Herkes kendine layık gördüğü hayatı yaşar!

Angjel

BiLMeM
Kayıtlı Üye
30 Aralık 2007
4.514
73
363
46
İstanbul
Uzun zamandır kadınlar kulübünde olmama rağmen çok kısa bir süredir bu

bölüme takılıyorum.Özellikle de uzak duruyordum bu bölümden çünkü okuduklarımdan

etkileniyor ,ekran karşısındaki sanki burda yazılan olayları yaşıyormuş gibi oluyordum.

Ama son zamanlarda insanların sorunlarıyla ilgilenerek naçizane tavsiyelerle ,farklı bakış

açıları kazandırmak ya da farklı pencereler açmanın daha doğru olduğunu düşünmeye başladım .

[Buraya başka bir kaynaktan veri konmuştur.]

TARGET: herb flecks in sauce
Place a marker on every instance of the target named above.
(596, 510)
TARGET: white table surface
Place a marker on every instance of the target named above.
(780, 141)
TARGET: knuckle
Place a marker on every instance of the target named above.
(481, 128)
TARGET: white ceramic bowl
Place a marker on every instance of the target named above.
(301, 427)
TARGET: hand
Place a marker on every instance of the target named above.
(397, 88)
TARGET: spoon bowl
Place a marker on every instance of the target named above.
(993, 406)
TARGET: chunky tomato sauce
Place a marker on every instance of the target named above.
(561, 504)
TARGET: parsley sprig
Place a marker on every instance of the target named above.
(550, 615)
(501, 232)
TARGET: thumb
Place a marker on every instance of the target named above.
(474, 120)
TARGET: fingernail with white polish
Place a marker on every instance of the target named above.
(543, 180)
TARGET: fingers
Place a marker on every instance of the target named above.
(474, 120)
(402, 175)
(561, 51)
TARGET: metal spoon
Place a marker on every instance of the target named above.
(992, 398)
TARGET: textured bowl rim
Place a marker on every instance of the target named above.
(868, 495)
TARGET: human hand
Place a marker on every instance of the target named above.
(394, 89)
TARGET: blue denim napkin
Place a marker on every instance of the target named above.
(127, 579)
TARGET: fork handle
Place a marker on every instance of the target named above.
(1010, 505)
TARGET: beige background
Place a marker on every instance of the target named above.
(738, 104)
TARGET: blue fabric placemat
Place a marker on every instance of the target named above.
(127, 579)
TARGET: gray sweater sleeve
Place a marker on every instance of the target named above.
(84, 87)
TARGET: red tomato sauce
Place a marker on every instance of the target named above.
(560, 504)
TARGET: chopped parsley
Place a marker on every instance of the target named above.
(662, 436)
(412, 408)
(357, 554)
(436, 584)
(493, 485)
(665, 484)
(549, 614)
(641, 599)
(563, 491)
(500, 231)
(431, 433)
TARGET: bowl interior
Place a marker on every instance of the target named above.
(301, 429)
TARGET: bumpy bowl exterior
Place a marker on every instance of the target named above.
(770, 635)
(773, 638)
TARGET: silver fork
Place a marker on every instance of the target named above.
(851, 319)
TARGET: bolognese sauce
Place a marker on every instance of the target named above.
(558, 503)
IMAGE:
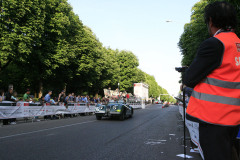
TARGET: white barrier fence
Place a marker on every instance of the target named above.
(9, 109)
(193, 128)
(25, 109)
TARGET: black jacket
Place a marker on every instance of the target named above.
(209, 57)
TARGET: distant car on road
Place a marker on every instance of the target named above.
(114, 109)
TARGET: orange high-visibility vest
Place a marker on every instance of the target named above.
(216, 99)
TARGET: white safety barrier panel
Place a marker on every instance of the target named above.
(25, 109)
(136, 105)
(193, 128)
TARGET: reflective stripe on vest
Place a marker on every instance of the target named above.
(216, 99)
(223, 84)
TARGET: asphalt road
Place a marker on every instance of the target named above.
(152, 134)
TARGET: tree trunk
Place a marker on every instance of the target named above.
(40, 89)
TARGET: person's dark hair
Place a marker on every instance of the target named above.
(222, 14)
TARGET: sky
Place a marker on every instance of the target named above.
(140, 26)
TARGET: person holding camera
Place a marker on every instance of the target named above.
(215, 76)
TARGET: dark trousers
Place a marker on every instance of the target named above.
(219, 142)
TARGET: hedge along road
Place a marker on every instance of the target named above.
(151, 134)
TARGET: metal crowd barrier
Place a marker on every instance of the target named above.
(22, 109)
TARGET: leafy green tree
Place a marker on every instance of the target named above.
(196, 31)
(128, 64)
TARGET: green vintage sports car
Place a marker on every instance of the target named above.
(114, 109)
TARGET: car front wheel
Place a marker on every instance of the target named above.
(99, 117)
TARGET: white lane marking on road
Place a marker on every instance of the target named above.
(154, 142)
(48, 129)
(182, 156)
(172, 134)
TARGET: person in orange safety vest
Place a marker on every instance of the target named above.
(215, 76)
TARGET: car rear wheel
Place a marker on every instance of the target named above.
(131, 113)
(99, 117)
(122, 116)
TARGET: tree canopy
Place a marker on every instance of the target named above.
(45, 46)
(196, 31)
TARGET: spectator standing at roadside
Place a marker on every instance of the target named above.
(42, 101)
(61, 96)
(78, 99)
(72, 97)
(14, 96)
(85, 99)
(215, 76)
(26, 96)
(2, 97)
(127, 96)
(9, 95)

Fakat okuduğum bütün hikayeler,boşanıyoruzlar,derdimden öldüm bittimler daha aklıma gelmeyen binlerce konu bana tek bişeyi düşündürmeye başladı .

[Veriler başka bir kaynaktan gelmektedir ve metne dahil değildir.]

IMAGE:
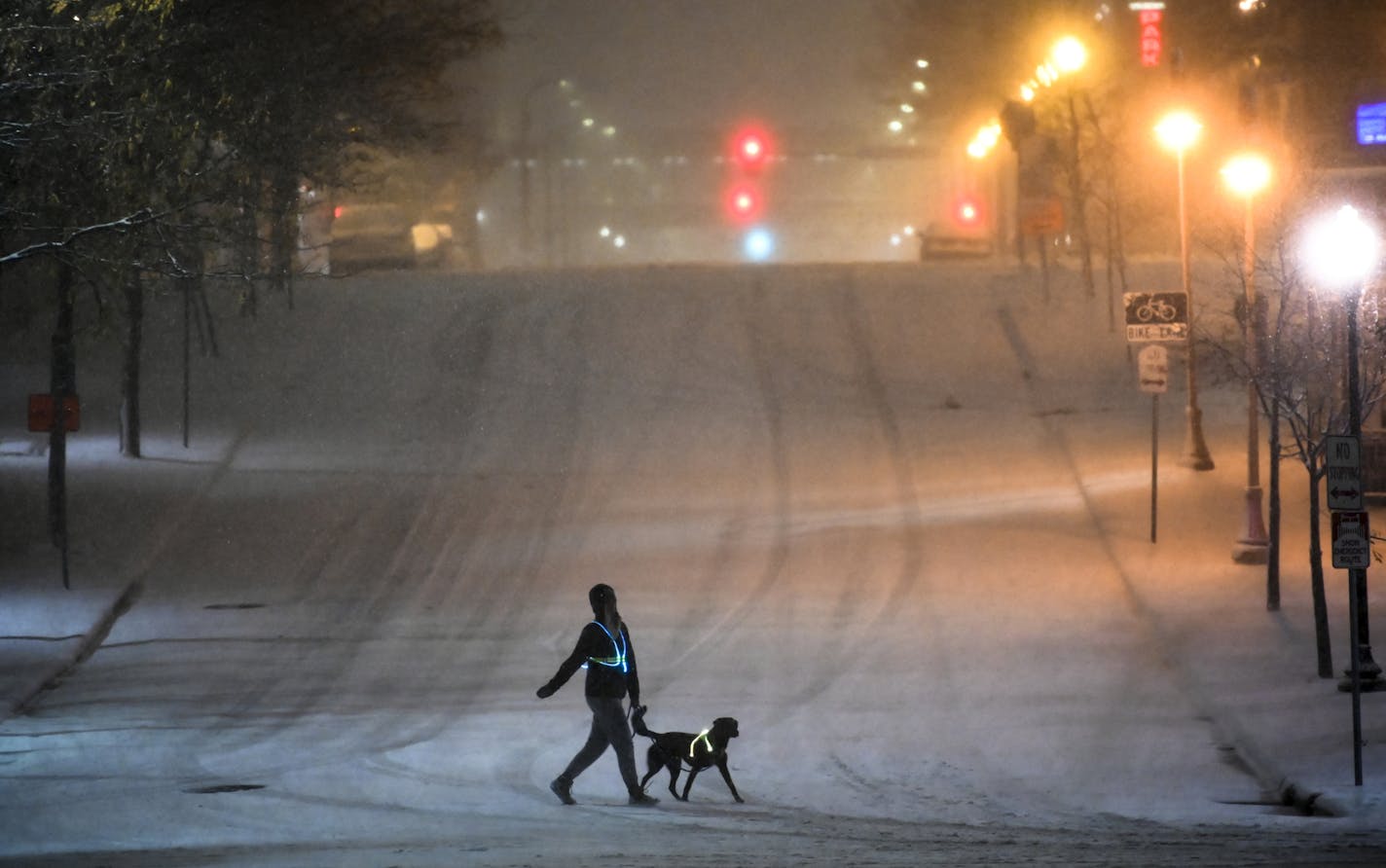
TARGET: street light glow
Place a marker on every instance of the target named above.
(1342, 248)
(1177, 130)
(1246, 173)
(1069, 54)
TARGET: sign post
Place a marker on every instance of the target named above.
(1153, 366)
(1352, 552)
(1152, 318)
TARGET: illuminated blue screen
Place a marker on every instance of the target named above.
(1371, 124)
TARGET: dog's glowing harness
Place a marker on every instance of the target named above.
(702, 737)
(617, 645)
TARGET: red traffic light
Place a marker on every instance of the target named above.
(751, 149)
(743, 202)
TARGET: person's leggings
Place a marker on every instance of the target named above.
(608, 727)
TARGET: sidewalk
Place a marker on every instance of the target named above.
(1251, 671)
(46, 630)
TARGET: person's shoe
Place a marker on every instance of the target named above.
(563, 789)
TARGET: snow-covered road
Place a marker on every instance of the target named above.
(868, 512)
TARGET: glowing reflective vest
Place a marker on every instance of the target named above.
(615, 662)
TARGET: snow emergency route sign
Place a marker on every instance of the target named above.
(1156, 316)
(1352, 541)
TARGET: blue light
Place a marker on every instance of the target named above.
(1371, 124)
(758, 244)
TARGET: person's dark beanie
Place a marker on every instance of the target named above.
(598, 597)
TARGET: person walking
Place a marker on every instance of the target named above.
(606, 651)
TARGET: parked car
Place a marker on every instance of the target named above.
(384, 235)
(964, 234)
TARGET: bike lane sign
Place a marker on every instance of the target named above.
(1156, 316)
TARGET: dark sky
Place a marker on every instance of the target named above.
(696, 62)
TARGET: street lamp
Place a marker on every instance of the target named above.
(1069, 54)
(1343, 250)
(1246, 175)
(1177, 132)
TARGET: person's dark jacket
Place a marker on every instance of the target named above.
(610, 674)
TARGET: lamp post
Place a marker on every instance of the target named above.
(1177, 132)
(1344, 251)
(1248, 175)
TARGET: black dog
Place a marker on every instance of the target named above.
(674, 750)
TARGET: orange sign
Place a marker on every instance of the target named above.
(1041, 217)
(1152, 41)
(42, 410)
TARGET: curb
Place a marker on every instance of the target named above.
(50, 678)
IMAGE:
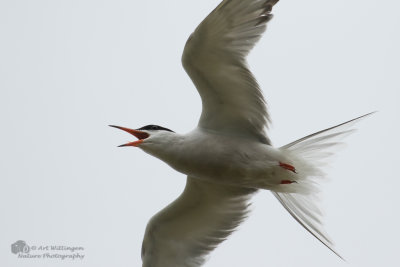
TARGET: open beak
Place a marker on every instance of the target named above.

"Herkes kendine layık gördüğü hayatı yaşar."

Evet bizler kendimizle ilgili ne düşünürsek karşımızdaki insanlarda zamanla bunu düşünmeye ve bu doğrultuda bize davranmaya başlıyorlar.

Örneğin sürekli hakaret ya da şiddet gören bir bayansanız ve buna bir şekilde karşı -

koyamıyor( BUNA ASLA İNANMIYORUM )!- koymuyorsanız ,bu durumdanda sızlanmaya

çok hakkınız yok gibi geliyor bana çünkü duruma gerçek anlşamda karşı koymadığınız

için şiddet dolu bir hayatı kendinize layık görüyorsunuz demektir.Bu sadece bir örnek ve

çoğaltılabilirde Aldatma ,yalan vs vs...

Sözlerim belki bir çoğunuza acımasız gelebilir ama inanın gerçek bu .Siz kendinizi

pırlanta gibi görmezseniz ,karşınızdaki erkek asla görmeyecektir.

Siz kendiniz için nasıl bir hayatı layık görüyorsanız yine onu yaşayacaksınızdır.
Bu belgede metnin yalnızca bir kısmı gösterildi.